Grenzübergang Rafah zunächst weiter geschlossen

Der ägyptische Grenzübergang Rafah als einziger Weg, dringend benötigte Hilfe in den von Israel abgeriegelten Küstenstreifen zu bringen, war weiter geschlossen. Rund 2000 Tonnen Güter standen nach Angaben des Ägyptischen Roten Halbmonds bereit. Etwa 150 Lastwagen mit humanitären Hilfsgütern seien von Al-Arisch auf der ägyptischen Sinai-Halbinsel in Richtung des Grenzübergangs Rafah unterwegs, sagten Augenzeugen der Deutschen Presse-Agentur.

Hilfswerk warnt vor großer Wassernot

Das Palästinenserhilfswerk UNRWA warnte angesichts der Abriegelung des Gazastreifens vor einer drohenden Wassernot für die mehr als zwei Millionen Bewohner.
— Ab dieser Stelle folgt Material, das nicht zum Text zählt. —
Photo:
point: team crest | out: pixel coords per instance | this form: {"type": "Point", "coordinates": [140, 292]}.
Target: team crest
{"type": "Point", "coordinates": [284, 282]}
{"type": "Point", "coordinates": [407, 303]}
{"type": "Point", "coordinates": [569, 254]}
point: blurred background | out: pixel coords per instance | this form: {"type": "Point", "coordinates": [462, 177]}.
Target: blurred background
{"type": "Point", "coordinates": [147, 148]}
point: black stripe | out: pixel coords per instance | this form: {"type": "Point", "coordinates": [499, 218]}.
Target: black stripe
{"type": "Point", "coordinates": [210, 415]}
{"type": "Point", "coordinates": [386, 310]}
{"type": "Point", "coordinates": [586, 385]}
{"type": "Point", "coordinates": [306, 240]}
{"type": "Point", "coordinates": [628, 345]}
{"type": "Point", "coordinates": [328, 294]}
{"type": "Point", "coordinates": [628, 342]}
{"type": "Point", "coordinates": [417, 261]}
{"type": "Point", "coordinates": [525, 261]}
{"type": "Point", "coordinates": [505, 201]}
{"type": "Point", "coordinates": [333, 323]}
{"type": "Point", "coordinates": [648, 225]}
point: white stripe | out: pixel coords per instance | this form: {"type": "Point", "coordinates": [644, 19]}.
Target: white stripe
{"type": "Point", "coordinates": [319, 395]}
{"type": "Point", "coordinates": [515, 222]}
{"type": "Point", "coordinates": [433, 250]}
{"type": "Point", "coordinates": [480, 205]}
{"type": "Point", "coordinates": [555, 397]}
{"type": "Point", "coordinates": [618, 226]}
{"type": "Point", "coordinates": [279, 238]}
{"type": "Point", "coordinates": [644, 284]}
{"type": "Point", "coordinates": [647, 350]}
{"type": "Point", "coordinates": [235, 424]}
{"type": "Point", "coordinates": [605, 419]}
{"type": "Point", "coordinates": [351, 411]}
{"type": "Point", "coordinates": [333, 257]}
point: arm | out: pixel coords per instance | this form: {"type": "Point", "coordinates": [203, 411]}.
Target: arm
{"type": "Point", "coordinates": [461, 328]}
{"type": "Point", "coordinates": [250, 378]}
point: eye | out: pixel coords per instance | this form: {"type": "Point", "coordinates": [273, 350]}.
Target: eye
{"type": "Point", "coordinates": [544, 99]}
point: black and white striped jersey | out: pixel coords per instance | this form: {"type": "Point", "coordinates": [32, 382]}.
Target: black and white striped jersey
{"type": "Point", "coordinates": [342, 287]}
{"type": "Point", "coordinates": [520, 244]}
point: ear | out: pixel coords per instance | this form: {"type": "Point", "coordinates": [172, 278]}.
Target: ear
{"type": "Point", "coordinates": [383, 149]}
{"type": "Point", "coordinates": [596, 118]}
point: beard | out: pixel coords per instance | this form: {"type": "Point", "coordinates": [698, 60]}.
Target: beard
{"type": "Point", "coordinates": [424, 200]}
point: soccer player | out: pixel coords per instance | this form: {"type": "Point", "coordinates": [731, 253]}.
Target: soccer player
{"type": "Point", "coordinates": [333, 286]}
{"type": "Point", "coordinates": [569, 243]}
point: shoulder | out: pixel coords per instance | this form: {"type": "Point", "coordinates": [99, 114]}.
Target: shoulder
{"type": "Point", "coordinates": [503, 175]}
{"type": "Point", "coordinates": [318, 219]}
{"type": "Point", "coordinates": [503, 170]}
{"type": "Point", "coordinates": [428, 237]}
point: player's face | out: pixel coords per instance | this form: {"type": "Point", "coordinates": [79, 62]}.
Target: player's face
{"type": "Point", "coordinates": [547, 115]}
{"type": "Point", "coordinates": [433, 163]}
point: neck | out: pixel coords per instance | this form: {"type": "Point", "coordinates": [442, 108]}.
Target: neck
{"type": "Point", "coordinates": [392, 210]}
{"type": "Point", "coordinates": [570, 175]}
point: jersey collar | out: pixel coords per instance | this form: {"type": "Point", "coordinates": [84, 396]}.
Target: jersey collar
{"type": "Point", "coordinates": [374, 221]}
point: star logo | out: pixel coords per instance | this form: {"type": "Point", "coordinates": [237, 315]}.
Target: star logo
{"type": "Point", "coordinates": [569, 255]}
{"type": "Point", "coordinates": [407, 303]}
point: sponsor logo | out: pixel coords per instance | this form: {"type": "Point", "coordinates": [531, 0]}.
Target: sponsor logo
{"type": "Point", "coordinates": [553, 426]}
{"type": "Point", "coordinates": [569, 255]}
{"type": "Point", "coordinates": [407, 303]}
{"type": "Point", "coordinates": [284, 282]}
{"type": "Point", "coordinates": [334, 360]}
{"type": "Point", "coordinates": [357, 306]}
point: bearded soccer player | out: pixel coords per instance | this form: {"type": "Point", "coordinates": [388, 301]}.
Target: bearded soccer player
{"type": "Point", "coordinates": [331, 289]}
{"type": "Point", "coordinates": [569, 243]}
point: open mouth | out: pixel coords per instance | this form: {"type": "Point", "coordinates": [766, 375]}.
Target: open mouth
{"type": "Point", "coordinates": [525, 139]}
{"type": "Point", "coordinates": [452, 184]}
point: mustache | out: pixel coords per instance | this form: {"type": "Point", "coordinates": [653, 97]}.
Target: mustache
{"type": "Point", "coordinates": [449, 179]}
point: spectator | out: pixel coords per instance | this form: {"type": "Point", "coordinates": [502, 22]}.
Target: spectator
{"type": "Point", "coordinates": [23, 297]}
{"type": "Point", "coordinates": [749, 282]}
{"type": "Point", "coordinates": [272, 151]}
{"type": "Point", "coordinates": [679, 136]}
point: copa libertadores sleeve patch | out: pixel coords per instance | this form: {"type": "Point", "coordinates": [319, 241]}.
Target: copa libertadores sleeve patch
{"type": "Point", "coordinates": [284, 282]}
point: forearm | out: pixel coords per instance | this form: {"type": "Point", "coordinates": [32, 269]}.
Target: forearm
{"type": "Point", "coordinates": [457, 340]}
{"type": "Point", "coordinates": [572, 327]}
Die letzte Salzwasseraufbereitungsanlage sei am Montag abgeschaltet worden, teilte das UNRWA mit. «Wasser bleibt ein Schlüsselthema, weil Menschen ohne Wasser anfangen werden zu sterben», hieß es in der Mitteilung. Es sei am Montag nur eine Wasserleitung für drei Stunden geöffnet worden.

Die britische Regierung will Israel dazu bringen, die Menschen im Gazastreifen wieder mit Wasser zu versorgen. Wasser sei ein Schlüsselthema bei den Bemühungen, die humanitären Probleme zu lindern, sagte der Sprecher von Premierminister Rishi Sunak.

UN: Rund eine Million Menschen im Gazastreifen auf der Flucht

Fast die Hälfte der Zivilbevölkerung des Gaza-Streifens ist nach Schätzung des UN-Nothilfebüros (OCHA) inzwischen auf der Flucht. Rund eine Million Menschen hätten ihre Wohnungen bis Montagabend verlassen, teilte OCHA mit. Ein Drittel der Menschen habe Zuflucht in Gebäuden des UN-Hilfswerk für Palästinenser gesucht, hieß es. Andere kampierten im Freien oder seien bei Freunden und Verwandten im Süden des Gebiets untergekommen. Krankenhäuser seien mangels Strom und Treibstoff für Generatoren «am Rande des Zusammenbruchs».